Settler Realism and the Diorama Aesthetic: John K. Hillers’ Puebloan Survey Photographs
Professor Erin Pauwels (Terra Visiting Professor of American Art, 2024/25)
17:00 Wednesday 14th May 2025
Free and open to all
Location: Sultan Nazrin Shah Centre, Worcester College
This series of lectures offer revisionist readings of historic photographs depicting Indigenous people in the American West during the 19th and 20th centuries. Each case study examines Euro-American photographers of the past alongside work by contemporary Indigenous artists to recentre Native American presence in images conventionally associated with narratives of westward expansion and manifest destiny. By analysing easily overlooked elements of photographic compositions, such as staging, framing and backdrops, the talks explore how fragile myths of photographic realism shaped an enduring but misleading picture of the American West in global cultural imagination.

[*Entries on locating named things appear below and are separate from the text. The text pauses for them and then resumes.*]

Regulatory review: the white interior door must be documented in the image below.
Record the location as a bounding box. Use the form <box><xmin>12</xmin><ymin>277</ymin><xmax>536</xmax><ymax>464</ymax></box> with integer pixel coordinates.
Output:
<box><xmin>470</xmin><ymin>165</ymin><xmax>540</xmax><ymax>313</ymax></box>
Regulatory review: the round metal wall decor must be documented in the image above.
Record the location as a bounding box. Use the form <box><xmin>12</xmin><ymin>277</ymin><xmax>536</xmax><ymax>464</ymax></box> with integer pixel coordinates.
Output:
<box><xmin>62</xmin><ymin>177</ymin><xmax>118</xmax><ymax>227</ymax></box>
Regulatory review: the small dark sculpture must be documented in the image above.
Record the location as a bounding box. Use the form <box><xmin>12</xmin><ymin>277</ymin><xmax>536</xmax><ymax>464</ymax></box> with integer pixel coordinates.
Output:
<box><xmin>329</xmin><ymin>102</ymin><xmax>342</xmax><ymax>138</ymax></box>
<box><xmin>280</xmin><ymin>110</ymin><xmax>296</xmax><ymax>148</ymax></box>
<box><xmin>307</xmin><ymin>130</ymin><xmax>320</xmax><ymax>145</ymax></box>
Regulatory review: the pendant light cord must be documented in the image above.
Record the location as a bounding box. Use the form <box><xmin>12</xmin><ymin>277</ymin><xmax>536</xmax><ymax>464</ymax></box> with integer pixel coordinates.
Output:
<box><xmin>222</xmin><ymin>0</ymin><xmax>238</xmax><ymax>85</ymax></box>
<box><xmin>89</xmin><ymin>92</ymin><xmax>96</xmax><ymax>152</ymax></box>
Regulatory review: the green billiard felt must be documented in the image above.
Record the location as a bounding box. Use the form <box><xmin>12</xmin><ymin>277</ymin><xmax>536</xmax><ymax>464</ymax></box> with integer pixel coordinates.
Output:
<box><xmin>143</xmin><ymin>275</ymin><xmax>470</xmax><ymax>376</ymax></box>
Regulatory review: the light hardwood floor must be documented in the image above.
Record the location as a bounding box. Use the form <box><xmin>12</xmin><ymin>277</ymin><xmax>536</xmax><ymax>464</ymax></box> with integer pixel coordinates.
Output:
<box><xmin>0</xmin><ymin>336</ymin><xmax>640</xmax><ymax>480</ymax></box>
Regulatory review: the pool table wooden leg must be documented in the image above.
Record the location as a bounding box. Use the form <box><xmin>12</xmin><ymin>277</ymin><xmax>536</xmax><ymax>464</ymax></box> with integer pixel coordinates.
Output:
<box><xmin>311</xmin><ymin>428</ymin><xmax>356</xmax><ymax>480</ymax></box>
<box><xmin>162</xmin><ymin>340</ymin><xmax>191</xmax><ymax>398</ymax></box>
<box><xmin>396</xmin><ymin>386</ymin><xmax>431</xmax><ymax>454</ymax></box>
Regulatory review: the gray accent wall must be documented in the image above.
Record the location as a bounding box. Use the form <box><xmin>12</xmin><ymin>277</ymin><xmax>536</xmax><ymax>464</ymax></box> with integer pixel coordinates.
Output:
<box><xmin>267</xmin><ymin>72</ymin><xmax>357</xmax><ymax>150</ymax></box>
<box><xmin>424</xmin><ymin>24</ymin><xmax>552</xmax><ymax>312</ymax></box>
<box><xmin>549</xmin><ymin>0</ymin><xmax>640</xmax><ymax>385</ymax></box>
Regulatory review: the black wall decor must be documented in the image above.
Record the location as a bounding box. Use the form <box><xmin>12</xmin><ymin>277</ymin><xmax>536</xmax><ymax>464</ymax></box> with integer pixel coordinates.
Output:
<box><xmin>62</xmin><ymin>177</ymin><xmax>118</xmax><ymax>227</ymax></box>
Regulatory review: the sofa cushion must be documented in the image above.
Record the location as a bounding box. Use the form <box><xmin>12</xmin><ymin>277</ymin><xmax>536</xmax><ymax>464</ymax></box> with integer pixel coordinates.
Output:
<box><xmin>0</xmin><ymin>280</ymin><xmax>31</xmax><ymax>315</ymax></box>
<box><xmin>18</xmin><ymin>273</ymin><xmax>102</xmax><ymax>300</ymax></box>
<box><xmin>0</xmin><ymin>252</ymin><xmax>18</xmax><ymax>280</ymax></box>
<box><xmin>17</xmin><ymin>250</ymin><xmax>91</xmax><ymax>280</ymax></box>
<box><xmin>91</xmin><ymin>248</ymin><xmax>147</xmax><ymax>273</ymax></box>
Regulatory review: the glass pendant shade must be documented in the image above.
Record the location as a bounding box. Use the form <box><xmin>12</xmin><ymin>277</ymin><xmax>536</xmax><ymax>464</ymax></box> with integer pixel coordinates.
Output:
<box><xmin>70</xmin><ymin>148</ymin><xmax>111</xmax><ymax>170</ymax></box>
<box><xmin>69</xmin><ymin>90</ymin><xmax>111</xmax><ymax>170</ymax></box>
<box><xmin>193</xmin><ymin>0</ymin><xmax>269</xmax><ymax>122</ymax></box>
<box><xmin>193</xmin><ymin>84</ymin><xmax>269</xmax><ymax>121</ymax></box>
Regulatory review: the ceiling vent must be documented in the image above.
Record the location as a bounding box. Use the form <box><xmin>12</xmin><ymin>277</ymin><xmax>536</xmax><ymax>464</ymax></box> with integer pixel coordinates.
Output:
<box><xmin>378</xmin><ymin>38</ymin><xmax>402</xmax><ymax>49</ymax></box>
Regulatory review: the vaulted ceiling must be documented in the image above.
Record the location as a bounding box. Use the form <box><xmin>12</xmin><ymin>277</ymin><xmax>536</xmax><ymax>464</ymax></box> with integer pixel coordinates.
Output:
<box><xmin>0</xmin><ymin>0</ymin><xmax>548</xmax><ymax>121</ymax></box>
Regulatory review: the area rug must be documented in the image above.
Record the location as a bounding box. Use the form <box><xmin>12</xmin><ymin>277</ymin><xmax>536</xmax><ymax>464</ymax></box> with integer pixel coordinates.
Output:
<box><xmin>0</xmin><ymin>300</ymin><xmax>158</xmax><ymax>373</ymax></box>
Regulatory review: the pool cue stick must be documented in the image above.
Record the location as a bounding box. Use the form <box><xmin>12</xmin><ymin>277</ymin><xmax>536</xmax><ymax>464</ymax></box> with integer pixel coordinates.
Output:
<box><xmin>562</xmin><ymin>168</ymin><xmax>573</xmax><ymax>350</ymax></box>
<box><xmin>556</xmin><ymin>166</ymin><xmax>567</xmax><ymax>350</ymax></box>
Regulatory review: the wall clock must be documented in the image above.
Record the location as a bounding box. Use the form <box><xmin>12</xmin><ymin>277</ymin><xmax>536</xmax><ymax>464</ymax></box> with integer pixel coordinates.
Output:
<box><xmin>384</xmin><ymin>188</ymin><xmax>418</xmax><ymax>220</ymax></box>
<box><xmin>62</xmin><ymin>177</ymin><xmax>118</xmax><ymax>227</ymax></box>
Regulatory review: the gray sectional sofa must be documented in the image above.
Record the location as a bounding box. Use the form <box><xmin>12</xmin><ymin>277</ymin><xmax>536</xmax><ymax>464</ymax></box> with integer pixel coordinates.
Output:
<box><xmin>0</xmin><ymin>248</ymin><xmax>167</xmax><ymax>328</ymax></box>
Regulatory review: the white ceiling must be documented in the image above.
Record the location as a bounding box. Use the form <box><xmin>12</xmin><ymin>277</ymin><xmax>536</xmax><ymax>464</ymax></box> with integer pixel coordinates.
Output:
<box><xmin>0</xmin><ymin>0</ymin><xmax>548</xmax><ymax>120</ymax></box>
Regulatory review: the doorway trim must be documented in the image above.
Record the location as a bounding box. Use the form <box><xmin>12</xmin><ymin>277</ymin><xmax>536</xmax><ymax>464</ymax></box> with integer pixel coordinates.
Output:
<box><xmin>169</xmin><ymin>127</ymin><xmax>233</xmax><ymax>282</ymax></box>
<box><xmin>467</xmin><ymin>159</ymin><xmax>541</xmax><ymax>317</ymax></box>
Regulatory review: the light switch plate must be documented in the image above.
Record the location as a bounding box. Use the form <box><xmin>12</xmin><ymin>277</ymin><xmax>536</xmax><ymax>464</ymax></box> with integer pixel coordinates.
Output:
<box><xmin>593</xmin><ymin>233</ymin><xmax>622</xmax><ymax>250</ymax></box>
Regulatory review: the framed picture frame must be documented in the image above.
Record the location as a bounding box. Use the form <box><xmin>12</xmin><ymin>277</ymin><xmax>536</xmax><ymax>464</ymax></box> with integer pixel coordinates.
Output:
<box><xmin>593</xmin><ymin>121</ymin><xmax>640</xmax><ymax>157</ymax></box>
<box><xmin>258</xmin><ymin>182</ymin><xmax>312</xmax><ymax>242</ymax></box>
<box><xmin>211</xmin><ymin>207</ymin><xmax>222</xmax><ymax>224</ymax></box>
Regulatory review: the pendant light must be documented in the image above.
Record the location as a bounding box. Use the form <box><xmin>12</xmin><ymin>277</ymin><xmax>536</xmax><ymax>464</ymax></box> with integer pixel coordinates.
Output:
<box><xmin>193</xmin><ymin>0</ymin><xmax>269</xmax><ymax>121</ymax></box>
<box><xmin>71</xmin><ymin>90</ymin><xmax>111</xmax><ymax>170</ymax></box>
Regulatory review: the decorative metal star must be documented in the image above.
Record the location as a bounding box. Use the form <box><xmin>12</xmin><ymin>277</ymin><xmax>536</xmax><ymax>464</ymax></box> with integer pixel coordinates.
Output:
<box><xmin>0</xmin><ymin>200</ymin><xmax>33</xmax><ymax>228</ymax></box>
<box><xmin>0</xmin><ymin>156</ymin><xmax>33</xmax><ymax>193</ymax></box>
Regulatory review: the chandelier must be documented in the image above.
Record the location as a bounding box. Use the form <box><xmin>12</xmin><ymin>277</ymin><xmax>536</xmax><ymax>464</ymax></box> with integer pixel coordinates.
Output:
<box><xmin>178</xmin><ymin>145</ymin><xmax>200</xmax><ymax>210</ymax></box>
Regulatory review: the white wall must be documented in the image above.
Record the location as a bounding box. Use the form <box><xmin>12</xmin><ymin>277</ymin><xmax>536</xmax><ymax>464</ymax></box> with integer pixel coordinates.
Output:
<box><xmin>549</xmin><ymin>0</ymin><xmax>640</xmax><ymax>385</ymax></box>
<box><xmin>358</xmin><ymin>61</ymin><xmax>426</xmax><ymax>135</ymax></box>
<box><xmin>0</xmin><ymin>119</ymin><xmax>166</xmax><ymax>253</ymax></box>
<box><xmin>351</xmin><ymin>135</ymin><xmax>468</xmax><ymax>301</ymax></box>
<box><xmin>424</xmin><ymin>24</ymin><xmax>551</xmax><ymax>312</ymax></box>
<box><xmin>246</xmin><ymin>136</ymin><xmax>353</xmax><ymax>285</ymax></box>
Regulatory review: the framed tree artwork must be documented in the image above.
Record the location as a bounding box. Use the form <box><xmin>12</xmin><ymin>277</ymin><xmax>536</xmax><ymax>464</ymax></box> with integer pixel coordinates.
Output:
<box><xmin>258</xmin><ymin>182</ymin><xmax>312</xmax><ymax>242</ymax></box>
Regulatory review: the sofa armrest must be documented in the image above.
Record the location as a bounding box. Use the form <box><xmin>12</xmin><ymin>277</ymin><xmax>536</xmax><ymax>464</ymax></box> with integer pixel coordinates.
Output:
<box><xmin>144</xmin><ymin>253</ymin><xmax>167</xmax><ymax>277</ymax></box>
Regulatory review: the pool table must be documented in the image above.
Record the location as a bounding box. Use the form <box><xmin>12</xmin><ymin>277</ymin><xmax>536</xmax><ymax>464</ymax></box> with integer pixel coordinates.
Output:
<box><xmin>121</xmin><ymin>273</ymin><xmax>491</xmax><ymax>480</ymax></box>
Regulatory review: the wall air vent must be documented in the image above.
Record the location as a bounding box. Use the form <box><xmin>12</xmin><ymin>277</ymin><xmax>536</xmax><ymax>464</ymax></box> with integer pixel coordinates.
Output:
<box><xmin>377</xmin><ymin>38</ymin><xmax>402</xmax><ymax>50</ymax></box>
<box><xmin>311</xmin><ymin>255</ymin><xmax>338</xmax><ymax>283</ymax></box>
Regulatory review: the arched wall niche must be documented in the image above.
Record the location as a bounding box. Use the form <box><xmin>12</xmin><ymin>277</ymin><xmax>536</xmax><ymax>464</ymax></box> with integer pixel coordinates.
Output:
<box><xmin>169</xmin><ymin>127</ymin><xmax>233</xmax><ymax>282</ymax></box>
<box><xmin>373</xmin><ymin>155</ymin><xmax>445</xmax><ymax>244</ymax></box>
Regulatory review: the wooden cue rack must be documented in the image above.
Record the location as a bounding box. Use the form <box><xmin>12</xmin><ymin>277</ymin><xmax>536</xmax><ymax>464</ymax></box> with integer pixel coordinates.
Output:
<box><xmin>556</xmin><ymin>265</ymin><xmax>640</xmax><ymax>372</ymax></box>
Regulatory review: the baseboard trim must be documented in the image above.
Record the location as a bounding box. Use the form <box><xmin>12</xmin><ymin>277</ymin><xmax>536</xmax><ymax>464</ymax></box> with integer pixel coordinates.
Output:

Settler Realism and the Diorama Aesthetic: John K. Hillers’ Puebloan Survey Photographs examines photographs by John K. Hillers and paintings by Thomas Eakins to interrogate late 19th-century depictions of Puebloan cultures in the American Southwest.
John K. Hillers (US, born Germany 1843-1925) Taos Pueblo, 1879/81 Pitt Rivers Museum
Professor Erin Pauwels is the 2024-25 Terra Foundation Visiting Professor in American Art in the Department of History of Art, a Senior Fellow with the Rothermere American Institute and a Visiting Fellow with Worcester College. She is an Associate Professor of American Art at the Tyler School of Art and Architecture of Temple University and specialises in the history of photography, media theory, and ecocriticism, with a particular interest in the intersections between theatre and the visual arts. Her post at Oxford is very generously funded by the Terra Foundation for American Art.
Pauwels’s first book, Napoleon Sarony's Living Pictures: The Celebrity Photograph in Gilded Age New York, was published by the Pennsylvania State University Press in 2024. It reconstructs the forgotten legacy of America's first celebrity photographer and reveals how the emergence of mass media reshaped traditional definitions of art. While at Oxford, she has been developing a new monograph, Unsettled Ground: Western Landscapes, Indigenous Sovereignty and the Spaces of US Photography, which explores how portraits of Indigenous Americans were staged and circulated in the 19th and 20th-century United States.